Advocates of the Major Conditions Strategy argue that many conditions, including cancer, share common risk factors and challenges that may be better addressed together. Whereas the Long Term Plan addressed diseases in individual silos, the new strategy could facilitate care and research for associated comorbidities at the same time.

What went wrong?
The Long Term Plan was not meeting desired targets, and a large contributing factor was the pandemic, which pushed back an already severe backlog of waiting times for cancer treatment, and further diminished its declining healthcare workforce with one in ten NHS posts still vacant, as of September 2022.

As of November 2022, only 61% of patients in England started treatment within 62 days of an urgent suspected cancer referral, far below the 85% target the government set. And its goal of diagnosing 75% of cancers early by 2028 was deemed too ambitious by Cancer Research UK, the world’s largest charity and independent cancer research organization, which said it would have required around 100,000 extra patients by stage 1 or 2 each year in England.
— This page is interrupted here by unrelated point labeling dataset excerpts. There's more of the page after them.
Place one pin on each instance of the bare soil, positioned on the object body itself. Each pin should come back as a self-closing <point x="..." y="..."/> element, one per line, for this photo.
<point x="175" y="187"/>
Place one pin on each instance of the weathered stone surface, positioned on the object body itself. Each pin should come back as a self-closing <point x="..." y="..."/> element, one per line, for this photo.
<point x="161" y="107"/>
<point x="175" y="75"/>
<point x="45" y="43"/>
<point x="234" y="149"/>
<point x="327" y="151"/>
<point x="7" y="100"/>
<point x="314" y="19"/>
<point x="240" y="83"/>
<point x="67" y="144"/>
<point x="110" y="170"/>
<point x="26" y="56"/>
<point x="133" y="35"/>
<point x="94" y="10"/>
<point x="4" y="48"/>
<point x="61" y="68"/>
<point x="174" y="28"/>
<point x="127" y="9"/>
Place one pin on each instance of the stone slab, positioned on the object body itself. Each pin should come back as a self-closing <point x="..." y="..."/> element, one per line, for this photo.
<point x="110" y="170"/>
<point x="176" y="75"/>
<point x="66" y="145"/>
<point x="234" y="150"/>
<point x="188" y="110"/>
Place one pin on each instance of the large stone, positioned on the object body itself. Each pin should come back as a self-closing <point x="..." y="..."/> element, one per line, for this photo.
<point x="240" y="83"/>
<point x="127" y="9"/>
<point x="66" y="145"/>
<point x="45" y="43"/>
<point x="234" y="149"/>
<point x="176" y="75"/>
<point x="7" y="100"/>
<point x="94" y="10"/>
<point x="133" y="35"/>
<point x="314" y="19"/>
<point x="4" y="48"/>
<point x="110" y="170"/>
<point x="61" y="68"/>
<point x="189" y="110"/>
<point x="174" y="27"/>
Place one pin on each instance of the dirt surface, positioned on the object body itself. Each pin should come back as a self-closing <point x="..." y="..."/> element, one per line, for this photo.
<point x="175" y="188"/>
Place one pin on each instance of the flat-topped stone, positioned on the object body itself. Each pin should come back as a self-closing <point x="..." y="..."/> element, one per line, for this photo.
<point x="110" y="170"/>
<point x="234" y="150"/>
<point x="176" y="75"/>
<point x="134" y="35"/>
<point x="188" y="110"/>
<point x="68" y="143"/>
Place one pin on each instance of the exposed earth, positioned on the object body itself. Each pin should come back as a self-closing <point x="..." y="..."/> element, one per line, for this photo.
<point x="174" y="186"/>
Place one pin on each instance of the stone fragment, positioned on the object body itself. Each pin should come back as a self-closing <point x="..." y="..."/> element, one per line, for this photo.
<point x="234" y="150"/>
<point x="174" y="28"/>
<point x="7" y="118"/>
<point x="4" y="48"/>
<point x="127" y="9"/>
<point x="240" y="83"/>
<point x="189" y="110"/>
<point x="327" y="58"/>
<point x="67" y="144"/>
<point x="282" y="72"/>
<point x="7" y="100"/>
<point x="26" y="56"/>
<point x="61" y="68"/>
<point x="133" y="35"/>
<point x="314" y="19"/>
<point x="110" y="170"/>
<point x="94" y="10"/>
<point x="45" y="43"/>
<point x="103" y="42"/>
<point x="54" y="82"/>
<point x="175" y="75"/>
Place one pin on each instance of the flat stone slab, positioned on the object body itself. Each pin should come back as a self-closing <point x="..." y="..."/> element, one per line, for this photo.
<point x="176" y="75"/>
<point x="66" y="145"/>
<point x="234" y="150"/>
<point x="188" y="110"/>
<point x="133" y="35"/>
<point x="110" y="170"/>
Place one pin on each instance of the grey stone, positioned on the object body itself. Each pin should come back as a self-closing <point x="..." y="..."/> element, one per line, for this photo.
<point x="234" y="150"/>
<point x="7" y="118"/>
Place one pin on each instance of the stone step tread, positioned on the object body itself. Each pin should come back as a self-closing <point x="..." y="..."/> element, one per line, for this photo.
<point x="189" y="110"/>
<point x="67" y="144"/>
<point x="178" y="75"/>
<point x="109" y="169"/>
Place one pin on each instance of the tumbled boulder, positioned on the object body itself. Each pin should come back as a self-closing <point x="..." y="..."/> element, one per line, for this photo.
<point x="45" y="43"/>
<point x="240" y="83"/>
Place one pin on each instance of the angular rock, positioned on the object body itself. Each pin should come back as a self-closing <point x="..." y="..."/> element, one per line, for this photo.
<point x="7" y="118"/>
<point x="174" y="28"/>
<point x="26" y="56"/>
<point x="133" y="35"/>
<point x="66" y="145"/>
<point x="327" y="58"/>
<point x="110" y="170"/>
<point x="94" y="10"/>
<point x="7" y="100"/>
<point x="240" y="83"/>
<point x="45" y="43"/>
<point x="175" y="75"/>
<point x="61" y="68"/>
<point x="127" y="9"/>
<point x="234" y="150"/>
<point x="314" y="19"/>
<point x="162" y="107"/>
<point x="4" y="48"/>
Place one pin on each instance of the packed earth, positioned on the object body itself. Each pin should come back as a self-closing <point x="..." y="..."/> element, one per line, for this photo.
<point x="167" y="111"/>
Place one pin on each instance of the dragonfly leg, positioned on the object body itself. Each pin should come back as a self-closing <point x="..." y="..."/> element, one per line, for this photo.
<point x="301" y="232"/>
The unsatisfactory performance of the Long Term Plan opened the door to alternative plans aimed toward addressing an increasingly dire, post-pandemic national healthcare climate.

“Our workforce model needs to adapt, reflecting that the NHS is caring for patients with increasingly complex needs and with multiple long-term conditions,” said Barclay. “We need greater emphasis on generalist medical skills to complement existing deep specialist expertise in the NHS, supporting clinical professionals to heal with whole person care.”

New plan stirs skepticism
Sullivan and Aggarwal maintain that an effective national healthcare strategy must address post-pandemic backlogs of sicker patients with more advanced cancers, brought on by delays in diagnostic screenings and high vacancy rates in cancer-specific workforce personnel.

“It’s not like diabetes or heart disease, which are really an emergent property of general health systems, said Sullivan. “The drugs and therapeutics we use are highly unique and specialized; the surgery is complex and highly specialized; radiotherapy is only used in cancer; and we now have multiple, complex regimens and treatment pathways for culling cancer, but of course it’s thousands of different diseases we’re essentially treating.”

One concern among cancer research and care workers is that bundling cancer with other conditions will take attention away from addressing care gaps. According to Cancer Research UK, a new plan must have measures for diagnosing cancer early, facilitating care quicker, and preventing cancer in the first place.